But other experts warn it’s too soon to say the treatment is safe
MONDAY, March 9, 2015 (HealthDay News) — Hormone replacement therapy for women may not be as potentially risky as previously thought, a new Mayo Clinic review contends. The findings were scheduled to be presented at the annual meeting of The Endocrine Society, held from March 5 to 8 in San Diego.
The new Mayo Clinic study combines the data from 43 randomized, controlled trials on hormone therapy. The trials included more than 52,000 women. All were 50 or older. The researchers found that neither of the main hormone therapies — estrogen alone, or estrogen combined with progesterone — affected a woman’s risk of dying from any cause, or specifically from a heart attack, stroke, or cancer.
“This is the latest update of the current evidence,” lead author Khalid Benkhadra, M.D., a research fellow at the Mayo Clinic in Rochester, Minn., told HealthDay. “I can say there’s no risk of dying from any reason because a woman is taking hormone replacement therapy.”

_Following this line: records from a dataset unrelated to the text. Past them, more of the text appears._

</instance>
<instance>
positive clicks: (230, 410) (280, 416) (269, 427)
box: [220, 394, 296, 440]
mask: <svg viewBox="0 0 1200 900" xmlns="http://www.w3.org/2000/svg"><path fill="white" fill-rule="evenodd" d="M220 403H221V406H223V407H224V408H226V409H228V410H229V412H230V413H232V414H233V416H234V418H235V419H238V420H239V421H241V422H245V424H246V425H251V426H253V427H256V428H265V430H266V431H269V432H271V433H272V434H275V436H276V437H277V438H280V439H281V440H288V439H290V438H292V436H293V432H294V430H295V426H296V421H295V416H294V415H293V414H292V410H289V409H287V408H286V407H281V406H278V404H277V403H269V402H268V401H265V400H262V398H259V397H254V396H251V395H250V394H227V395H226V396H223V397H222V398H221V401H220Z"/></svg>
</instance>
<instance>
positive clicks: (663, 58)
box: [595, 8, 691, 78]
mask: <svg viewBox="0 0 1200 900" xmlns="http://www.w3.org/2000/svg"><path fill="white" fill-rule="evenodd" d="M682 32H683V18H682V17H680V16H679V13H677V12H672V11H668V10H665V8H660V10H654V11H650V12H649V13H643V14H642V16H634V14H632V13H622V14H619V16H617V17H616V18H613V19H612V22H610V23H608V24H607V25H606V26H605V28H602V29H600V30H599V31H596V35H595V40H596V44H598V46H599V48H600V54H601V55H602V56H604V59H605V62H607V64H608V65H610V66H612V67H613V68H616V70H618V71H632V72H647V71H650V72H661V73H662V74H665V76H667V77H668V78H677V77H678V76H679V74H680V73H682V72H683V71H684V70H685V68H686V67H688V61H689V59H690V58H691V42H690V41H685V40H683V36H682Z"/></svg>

“This study may provide some comfort that it shouldn’t shorten your life, but it doesn’t change the concern that the bad effects of hormone therapy are going to be an issue,” Len Lichtenfeld, M.D., deputy chief medical officer for the American Cancer Society, told HealthDay. Until further research is conducted, doctors and patients should stick to the strategy recommended by the U.S. Food and Drug Administration, Lichtenfeld said. That strategy calls for “the lowest dose of hormone replacement therapy for the shortest period of time,” and only for severe menopause symptoms, he said.